For :cpp:func:`rocsparse_sddmm()` hipGraph is supported only when using the default algorithm.
Storage Formats
===============
The following describes supported matrix storage formats.
.. note::
The different storage formats support indexing from a base of 0 or 1 as described in :ref:`index_base`.
COO storage format
------------------
The Coordinate (COO) storage format represents a :math:`m \times n` matrix by
=========== ==================================================================
m number of rows (integer).
n number of columns (integer).
nnz number of non-zero elements (integer).
coo_val array of ``nnz`` elements containing the data (floating point).
coo_row_ind array of ``nnz`` elements containing the row indices (integer).
coo_col_ind array of ``nnz`` elements containing the column indices (integer).
=========== ==================================================================
The COO matrix is expected to be sorted by row indices and column indices per row. Furthermore, each pair of indices should appear only once.
Consider the following :math:`3 \times 5` matrix and the corresponding COO structures, with :math:`m = 3, n = 5` and :math:`\text{nnz} = 8` using zero based indexing:
.. math::
A = \begin{pmatrix}
1.0 & 2.0 & 0.0 & 3.0 & 0.0 \\
0.0 & 4.0 & 5.0 & 0.0 & 0.0 \\
6.0 & 0.0 & 0.0 & 7.0 & 8.0 \\
\end{pmatrix}
where
.. math::
\begin{array}{ll}
\text{coo_val}[8] & = \{1.0, 2.0, 3.0, 4.0, 5.0, 6.0, 7.0, 8.0\} \\
\text{coo_row_ind}[8] & = \{0, 0, 0, 1, 1, 2, 2, 2\} \\
\text{coo_col_ind}[8] & = \{0, 1, 3, 1, 2, 0, 3, 4\}
\end{array}
COO (AoS) storage format
------------------------
The Coordinate (COO) Array of Structure (AoS) storage format represents a :math:`m \times n` matrix by
======= ==========================================================================================
m number of rows (integer).
n number of columns (integer).
nnz number of non-zero elements (integer).
coo_val array of ``nnz`` elements containing the data (floating point).
coo_ind array of ``2 * nnz`` elements containing alternating row and column indices (integer).
======= ==========================================================================================
The COO (AoS) matrix is expected to be sorted by row indices and column indices per row. Furthermore, each pair of indices should appear only once.
Consider the following :math:`3 \times 5` matrix and the corresponding COO (AoS) structures, with :math:`m = 3, n = 5` and :math:`\text{nnz} = 8` using zero based indexing:
.. math::
A = \begin{pmatrix}
1.0 & 2.0 & 0.0 & 3.0 & 0.0 \\
0.0 & 4.0 & 5.0 & 0.0 & 0.0 \\
6.0 & 0.0 & 0.0 & 7.0 & 8.0 \\
\end{pmatrix}
where
.. math::
\begin{array}{ll}
\text{coo_val}[8] & = \{1.0, 2.0, 3.0, 4.0, 5.0, 6.0, 7.0, 8.0\} \\
\text{coo_ind}[16] & = \{0, 0, 0, 1, 0, 3, 1, 1, 1, 2, 2, 0, 2, 3, 2, 4\} \\
\end{array}
CSR storage format
------------------
The Compressed Sparse Row (CSR) storage format represents a :math:`m \times n` matrix by
=========== =========================================================================
m number of rows (integer).
n number of columns (integer).
nnz number of non-zero elements (integer).
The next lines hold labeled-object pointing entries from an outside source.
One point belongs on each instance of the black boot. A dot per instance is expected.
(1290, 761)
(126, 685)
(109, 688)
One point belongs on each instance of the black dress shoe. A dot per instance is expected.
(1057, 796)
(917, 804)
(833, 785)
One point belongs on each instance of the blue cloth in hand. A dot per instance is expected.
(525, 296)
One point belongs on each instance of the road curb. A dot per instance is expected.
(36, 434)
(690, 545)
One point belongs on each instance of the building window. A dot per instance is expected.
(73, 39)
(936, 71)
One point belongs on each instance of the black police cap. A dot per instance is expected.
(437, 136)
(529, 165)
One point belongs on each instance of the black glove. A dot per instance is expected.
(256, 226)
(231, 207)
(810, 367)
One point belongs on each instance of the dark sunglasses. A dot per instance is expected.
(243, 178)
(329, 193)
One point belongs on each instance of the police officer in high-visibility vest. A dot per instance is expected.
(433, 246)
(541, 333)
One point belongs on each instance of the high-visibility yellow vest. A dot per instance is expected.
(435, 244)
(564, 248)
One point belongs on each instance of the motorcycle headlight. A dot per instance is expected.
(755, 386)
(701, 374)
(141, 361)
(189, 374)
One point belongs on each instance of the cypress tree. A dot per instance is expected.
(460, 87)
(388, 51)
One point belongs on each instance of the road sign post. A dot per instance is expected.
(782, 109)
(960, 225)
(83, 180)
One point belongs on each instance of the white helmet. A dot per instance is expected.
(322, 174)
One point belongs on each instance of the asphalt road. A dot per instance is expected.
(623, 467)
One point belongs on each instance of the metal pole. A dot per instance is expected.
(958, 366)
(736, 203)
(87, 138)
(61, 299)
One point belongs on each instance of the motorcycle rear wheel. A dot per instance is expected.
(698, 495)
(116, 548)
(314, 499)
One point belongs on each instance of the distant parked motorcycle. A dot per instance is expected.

csr_val array of ``nnz`` elements containing the data (floating point).
csr_row_ptr array of ``m+1`` elements that point to the start of every row (integer).
csr_col_ind array of ``nnz`` elements containing the column indices (integer).
=========== =========================================================================
The CSR matrix is expected to be sorted by column indices within each row. Furthermore, each pair of indices should appear only once.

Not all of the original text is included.